We live in a violent world. Human violence seems to be moving towards our own annihilation. We seem to have become monstrously bloodthirsty. Violence and terror have robbed us of our peace and harmony. The blood of innocent victims of our violence is on our hands. We have lost sensitivity and seem to have become heartless and do not seem to hear the cry of the people who suffer violence for no fault of theirs. Although we like to forget our wicked acts of violence, they remain imprinted on the sands of time. The residues of the bodies that died in violence carry the imprints of our horrific acts. We cannot erase these marks. The bones of the victims of our violence carry these traces. Our violence is written into them and is waiting to decipher. This means we can think of violence as a form of writing. Maybe Jacques Derrida might enable us to understand how we record our cruelty with the ink of blood. Writing is not just inscribing words on a blank page. Derrida teaches that it not merely the inscribing of the words on the piece of paper. Beyond this possibility of inscribing words, Derrida calls writing the possibility of inscription and representation in general as well as the possibility of something can represent or stand-in for something else. This means the marks on the bones of the victims stand-in/ represent the act of cruelties that they suffer. Violence is written on the bones of the victims. Like any representation, it is merely standing in for something and thus, fails to let the reality be fully present to us. Writing of all shades and hues becomes open to several readings. The bones that carry the marks of human violence, therefore. remain under erasure and are open to multiple readings and cannot be pinned down to a singular meaning.
Derrida brings to light that there cannot be any pure representation. All representations are castrated. They leave something unrepresented and excluded. There is a structural gap in every form of representation. Derrida thinks that this necessity of exclusion introduces the possibility of confusion, dissemination and misrepresentation within every act of signification. This is why Derrida locates originary violence in the very act of writing. This is because writing fails at several levels. It cannot fully stand-in for something. The marks that we inscribe do not call things into being. We are not like God who said, ‘let there be light and there came the sun and the moon.’ Our writing is just a copy and is standing in for something that it calls/ represents. This impossibility of vocation is marked into the traces of writings. All writing is a vocative mark that is a representation of things and as such is only a counterfeit. It cannot fully represent the signified. This means writing fails. But the fact that writing fails reading succeeds. The very failure of writing is productive. It makes multiple readings possible.
All modes of signification are marked by this originary structural violence. It is the violence of pure possibility which allows all acts of violence as well as non-violence to follow. This also means all acts of violence and non-violence can be thought of as writing. What we have called originary violence opens the possibility of all forms of writings. It also means that originary violence can appear only by its disappearance. But this disappearance is disappearance without disappearing. An alert reader can read it as a possibility that opens possibilities of inscribing violence. We may need an example that imperfectly represents the above. Writing on the blackboard is inscribed on a blank black slate of the board. It is the condition of the possibility of writing on the blackboard. Paradoxically, the blackboard has to disappear without disappearing to allow us to read the marks/ text inscribed on it.

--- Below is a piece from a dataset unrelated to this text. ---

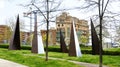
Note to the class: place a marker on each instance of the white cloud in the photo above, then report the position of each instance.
(2, 4)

This means the originary violence is the condition of possibility of inscribing/ writing of acts of violence and non-violence. The openness of the originary violence is fore-closed by our acts of violence and non-violence. This is why we can see not just traces, residues, left-overs, marks of violence that are inscribed on the bones of the dead victims of violence, but also all acts of violence and non-violence as acts of inscriptions or writings. They do leave their traces and marks that we can decipher and read. The fact that we reduce writing to only its verbal form, we are unable to read our acts of violence. Perhaps, we need to learn this ability to read the traces left behind by our acts of violence. It will sensitise us to violence in all its colours and hues. It might open us to morality. We may be enabled to read the consequences of our own acts of violence. It can enable us how we write our egocentrism, narcissism and ethnocentrism into our acts of violence. Violence, therefore, is ethnocentric and self-preservatory.
Violence is inordinate self-love. We paradoxically try to preserve our life by destroying the life of others. This is a kind of production by destruction or destruction that is thought to produce. Violence is employed as a mode of destructive production. We remain blind to our acts of violence because we are living under the drive of ethnocentrism. Perhaps, we need to come to understand violence as a form of writing. It may enable us to read and understand our violent acts that inscribe our inordinate self-love and self-preservation. But to achieve these ends, we do not need to be violent. We can preserve ourselves through peace and harmony and without violence. We need to educate our hearts to read the marks of violence that we leave on the sands of time. It might educate our hearts to love. It may enable us to stand for the victims of violence and set us on the path of peace and harmony. We do not really need destructive violence to produce peace. We do not need violence of war to bring peace to the world. We can inscribe acts of love and peace. We can write love and reap peace for all.